Benjamin Arthur — Chief Executive Officer, Fair Wages and Salaries Commission
Benjamin Arthur — Chief Executive Officer, Fair Wages and Salaries Commission

The payroll monitoring exercise is to be extended to the corridors of public health institutions in the country this year. 

The exercise is intended to check leakages in the public sector wage bill, and correct abnormalities in workload and salary.

“This year, the focus would be on the health sector. Hopefully the team will be on the field by first week in February,” the Chief Executive Officer of the Fair Wages and Salaries Commission (FWSC), Benjamin Arthur, told the Daily Graphic in Accra.

On the progress of the exercise which started in April last year, Mr Arthur said it focused on the Local Government Service in the Western, Greater Accra, Central, Volta and Oti regions.

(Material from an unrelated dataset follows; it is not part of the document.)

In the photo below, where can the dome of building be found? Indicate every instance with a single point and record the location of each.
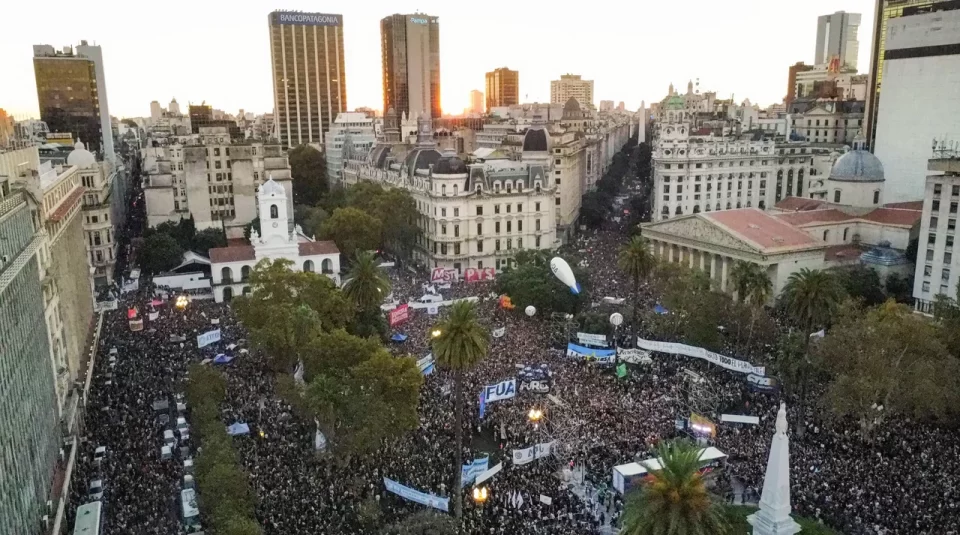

The other regions would be covered later.

Preliminary investigations

An initial analysis of the exercise in 17 institutions last year provided evidence of decline in their wage bills.

Mr Arthur said that the wage bill reduced by an average of 1.2 per cent from April to August 2023 during the exercise, translating into an equivalent of about GH¢36,108,000.

The Controller and Accountant General’s Department (CAGD) wage bill for 707,000 employees on the single spine had also witnessed a one and a six per cent reduction month over month, respectively, for July and August, resulting in savings of about GH¢178,360.000 and about GH¢ 18,448,000 for the country.

Mr Arthur commended the CAGD for its support which he said had made the exercise a success, and said the initiative to link the Ghana Card to the payroll was also helping to clean the books.

He, however, said that while the wage bill was dropping, the number of employees was going up, adding “this tells us that if we continue the payroll monitoring exercise, we would be able to clean and save the country a lot of money”.

Productivity

Mr Arthur further said the exercise was also helping to improve productivity.

“It is letting people who were not reporting to work now come to work because they are aware the commission would be coming around to check attendance for purposes of head count,” he explained.

He said the commission had also introduced a programme to link pay to productivity.

In line with that, the CEO said last year, his outfit sensitised staff of 29 institutions, and that this year, “we want to do a minimum of 40 institutions”.

Mr Arthur said it was only when staff were able to understand the performance appraisal system that they would be able to help set targets for institutions and individuals to enable them to measure their performance.

Information from the performance assessment, he said, would expose challenges such as staff not being provided with assignments and not having the right skills or the right budget to execute their job, to enable his outfit to address those challenges and make the public service more productive.

For instance, Mr Arthur said, the country should get to a point where payslips were linked to input of employees to see if they matched their rewards.